Archimedes is the best known mathematician and scientist from ancient times. In addition to brilliant discoveries in mathematics and physics, he was also an inventor. Archimedes was born in the Greek city-state of Syracuse on the island of Sicily in approximately 287 BC. His father, Phidias, was an astronomer.

Archimedes may also have been related to Hiero II, King of Syracuse.

### Archimedes’ Greatest Achievements

Invented the sciences of mechanics and hydrostatics.

Discovered the laws of levers and pulleys, which allow us to move heavy objects using small forces.

Invented one of the most fundamental concepts of physics – the center of gravity.

Calculated pi to the most precise value known. His upper limit for pi was the fraction 22⁄7. This value was still in use in the late 20th century, until electronic calculators finally laid it to rest.

Discovered and mathematically proved the formulas for the volume and surface area of a sphere.

Showed how exponents could be used to write bigger numbers than had ever been thought of before.

Proved that to multiply numbers written as exponents, the exponents should be added together.

Invented the Archimedean Screw to pull water out of the ground – the device is still used around the world.

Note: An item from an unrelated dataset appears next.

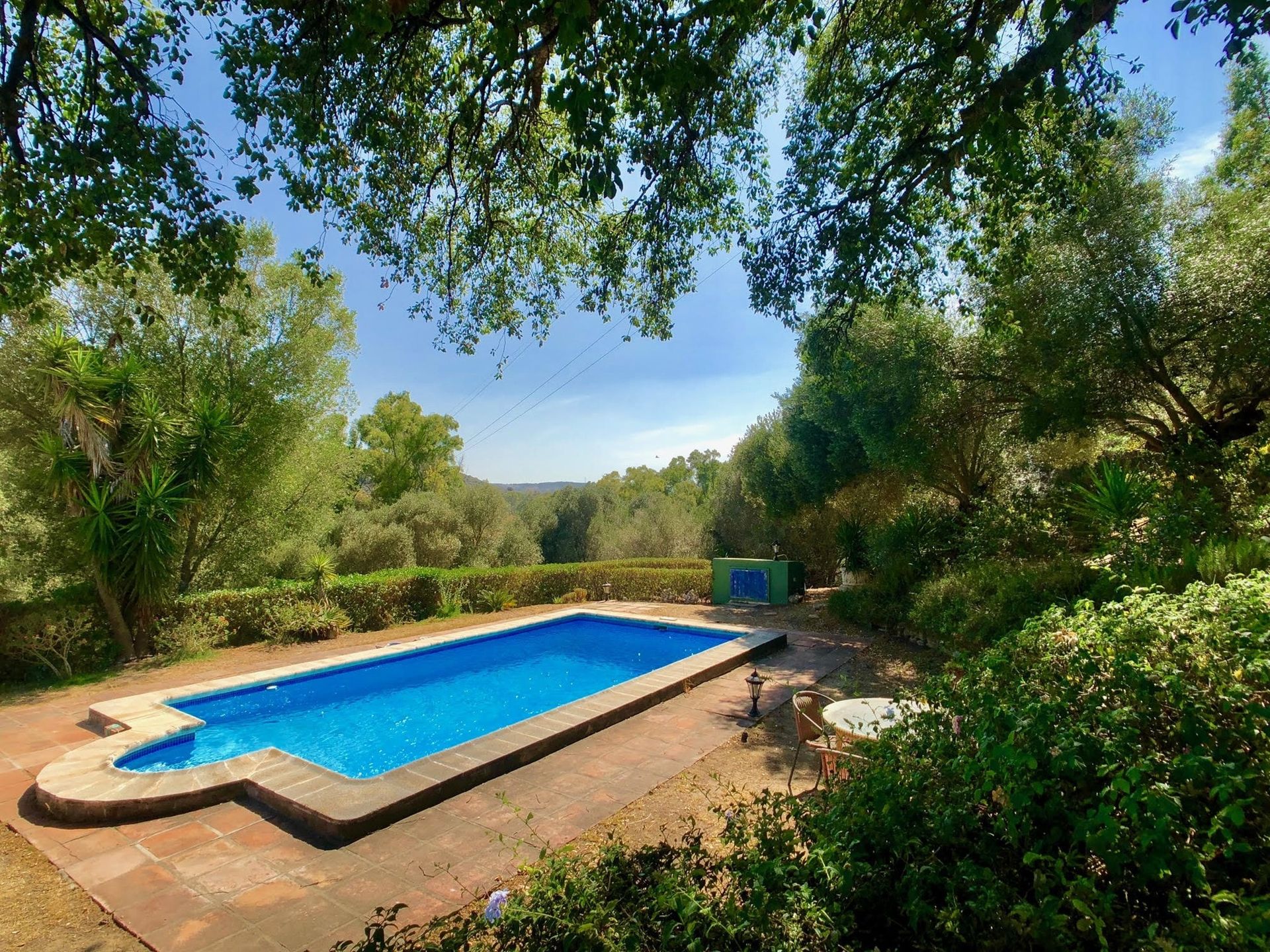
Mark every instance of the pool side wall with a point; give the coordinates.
(84, 785)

Infuriated mathematicians who tried to replicate his discoveries 18 centuries later – they could not understand how Archimedes had achieved his results.

Directly inspired Galileo Galilei and Isaac Newton to investigate the mathematics of motion. Archimedes’ surviving works (tragically, many have been lost) finally made it into print in 1544. Leonardo da Vinci was lucky enough to have seen some of the hand-copied works of Archimedes before they were eventually printed.

Was one of the world’s first mathematical physicists, applying his advanced mathematics to the physical world.

Was the first person to apply lessons from physics – such as the law of the lever – to solve problems in pure mathematics.

Invented war machines such as a highly accurate catapult, which stopped the Romans conquering Syracuse for years. It’s now believed he may have done this by understanding the mathematics of projectile trajectory.

Became famous throughout the ancient world for his brilliant mind – so famous that we cannot be sure that everything he is said to have done is true.

Inspired what we now believe are myths including a mirror system to burn attacking ships using the sun’s rays, and jumping from his bath, then running naked through the streets of Syracuse shouting ‘Eureka’ meaning ‘I’ve found it’ after realizing how to prove whether the king’s gold crown had silver in it.